Surgical Decision Making in Elderly, Impaired Nursing Home Patients

Author Affiliations
  • 1Division of Research and Optimal Patient Care, American College of Surgeons, Chicago, Illinois
  • 2Department of Surgery, Emory University, Atlanta, Georgia
  • 3Surgical Outcomes and Quality Improvement Center (SOQIC), Department of Surgery, Feinberg School of Medicine, Northwestern University, Chicago, Illinois
  • 4Northwestern Institute for Comparative Effectiveness Research in Oncology (NICER-Onc), Robert H. Lurie Comprehensive Cancer Center, Feinberg School of Medicine, Northwestern University, Chicago, Illinois
JAMA Surg. 2018;153(12):1096-1097. doi:10.1001/jamasurg.2018.2737

In the United States, the life expectancy of an 80-year-old woman is 9 more years; however, half of these women are likely to live more than 13 years, and the other half are likely to live less than 5 years.1 Given this, nursing home patients presumably have a life expectancy that is shorter than the average.
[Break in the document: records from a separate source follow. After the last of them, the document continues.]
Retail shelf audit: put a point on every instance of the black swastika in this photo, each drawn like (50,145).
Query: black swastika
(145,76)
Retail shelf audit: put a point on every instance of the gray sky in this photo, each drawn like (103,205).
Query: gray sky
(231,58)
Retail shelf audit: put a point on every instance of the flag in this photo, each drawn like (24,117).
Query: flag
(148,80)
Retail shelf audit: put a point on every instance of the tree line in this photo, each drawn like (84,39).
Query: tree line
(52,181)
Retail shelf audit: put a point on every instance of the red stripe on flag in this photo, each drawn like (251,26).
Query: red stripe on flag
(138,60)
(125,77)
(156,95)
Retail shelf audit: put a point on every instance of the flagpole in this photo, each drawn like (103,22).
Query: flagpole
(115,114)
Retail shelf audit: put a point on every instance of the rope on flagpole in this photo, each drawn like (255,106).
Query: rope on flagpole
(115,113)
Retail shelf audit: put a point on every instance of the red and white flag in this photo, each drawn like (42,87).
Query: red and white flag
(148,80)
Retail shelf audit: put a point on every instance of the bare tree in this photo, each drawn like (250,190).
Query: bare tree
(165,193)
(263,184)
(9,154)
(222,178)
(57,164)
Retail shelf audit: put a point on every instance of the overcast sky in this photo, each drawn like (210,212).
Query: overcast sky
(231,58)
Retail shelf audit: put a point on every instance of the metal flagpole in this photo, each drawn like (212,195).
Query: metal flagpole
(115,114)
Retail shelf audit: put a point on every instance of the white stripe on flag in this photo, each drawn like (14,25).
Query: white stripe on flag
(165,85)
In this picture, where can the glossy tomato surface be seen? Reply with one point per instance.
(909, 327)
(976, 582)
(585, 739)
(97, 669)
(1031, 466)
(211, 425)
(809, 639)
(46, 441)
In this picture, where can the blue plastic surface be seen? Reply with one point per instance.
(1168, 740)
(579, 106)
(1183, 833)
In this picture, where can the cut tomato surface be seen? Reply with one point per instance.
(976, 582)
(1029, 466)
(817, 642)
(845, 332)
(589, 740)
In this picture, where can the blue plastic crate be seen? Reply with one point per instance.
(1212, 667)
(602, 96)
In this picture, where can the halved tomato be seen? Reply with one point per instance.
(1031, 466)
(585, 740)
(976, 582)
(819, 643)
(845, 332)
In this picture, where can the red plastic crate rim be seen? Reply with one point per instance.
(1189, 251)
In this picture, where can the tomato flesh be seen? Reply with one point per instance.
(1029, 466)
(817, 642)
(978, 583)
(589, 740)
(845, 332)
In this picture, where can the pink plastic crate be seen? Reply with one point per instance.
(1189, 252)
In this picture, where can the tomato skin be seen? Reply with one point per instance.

In this issue of JAMA Surgery, Tang et al2 evaluated the 30-day and 1-year mortality and functional decline of nursing home patients after breast cancer surgery (mean [SD] age, 82 [7] years). This cohort of patients had high levels of preoperative comorbidities and functional dependence. The authors found significantly higher rates of 30-day mortality, 1-year mortality, and functional decline in this cohort, and those who were the least functionally independent had the highest mortality rates.